Hand over heart, I say:

“I forgive you, I’m sorry, and I love you”

That’s it. Forgiveness done.

After I forgave myself, I was entirely refreshed. And, for the first time, was able to see my boss as a human too. Honestly, I don’t appreciate the manner in which he spoke to me – and I do know he heard me when I set that boundary. However, rather than think about what an awful person he is for his behavior, I suddenly had so much compassion for him: what it must be like to be always jumping to the worst-case scenario, to be threatened by a fellow human exposed and vulnerable, asking for an apology. It occurred to me I haven’t a clue what his life has been like. And, for shits-and-giggles, I repeated the Forgiveness Mantra, only this time – I sent that forgiveness, apology, and love out into the Universe to reach him.

Hand over heart:

“I forgive you, I’m sorry, and I love you”

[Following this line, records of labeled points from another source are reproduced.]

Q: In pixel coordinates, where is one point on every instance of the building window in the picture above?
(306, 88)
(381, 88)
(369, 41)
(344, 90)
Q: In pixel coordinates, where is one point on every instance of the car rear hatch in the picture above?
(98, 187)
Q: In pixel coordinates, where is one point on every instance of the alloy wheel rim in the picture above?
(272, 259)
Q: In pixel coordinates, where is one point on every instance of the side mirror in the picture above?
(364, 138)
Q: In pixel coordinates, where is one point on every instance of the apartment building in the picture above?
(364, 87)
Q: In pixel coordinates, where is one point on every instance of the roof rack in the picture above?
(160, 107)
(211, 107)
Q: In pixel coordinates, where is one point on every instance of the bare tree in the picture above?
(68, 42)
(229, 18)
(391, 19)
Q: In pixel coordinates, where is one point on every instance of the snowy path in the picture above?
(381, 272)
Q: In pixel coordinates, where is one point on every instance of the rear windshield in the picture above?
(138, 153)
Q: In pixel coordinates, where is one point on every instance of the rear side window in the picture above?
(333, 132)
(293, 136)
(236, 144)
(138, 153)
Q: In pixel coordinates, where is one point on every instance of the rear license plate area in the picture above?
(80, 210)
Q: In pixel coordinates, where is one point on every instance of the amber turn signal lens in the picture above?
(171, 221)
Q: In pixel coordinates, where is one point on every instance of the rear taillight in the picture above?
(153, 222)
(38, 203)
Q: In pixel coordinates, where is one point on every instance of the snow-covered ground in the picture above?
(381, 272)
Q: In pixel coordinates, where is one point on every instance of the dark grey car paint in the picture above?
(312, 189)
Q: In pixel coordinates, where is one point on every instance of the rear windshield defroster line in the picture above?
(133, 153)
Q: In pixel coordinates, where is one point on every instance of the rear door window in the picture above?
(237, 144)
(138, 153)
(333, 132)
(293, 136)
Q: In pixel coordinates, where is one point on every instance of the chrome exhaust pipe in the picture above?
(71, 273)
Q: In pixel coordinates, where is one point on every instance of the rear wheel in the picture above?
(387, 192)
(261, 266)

That’s it. Forgiveness done.

This was an act done in silence, done because I felt compelled by compassion (not actually for shits-and-giggles). Expecting absolutely nothing in return. By all accounts, in over five years the man hadn’t apologized to anyone. Within a half hour of sending out that forgiving energy, I received a call. He called, and while he didn’t say “I’m sorry”, the man extended the proverbial olive branch by acknowledging how, perhaps, if he had done things a bit differently, the clusterfuck could have been averted. Then he told me to go home early and have a great weekend.

The Apology/Forgiveness Exchange, when evolved, and fully-functional – is all about love. Love for yourself, love for another. And compassion for our very human nature, as well as that graceful acceptance that clusterfucks happen.

Mother Theresa knew what she was talking about.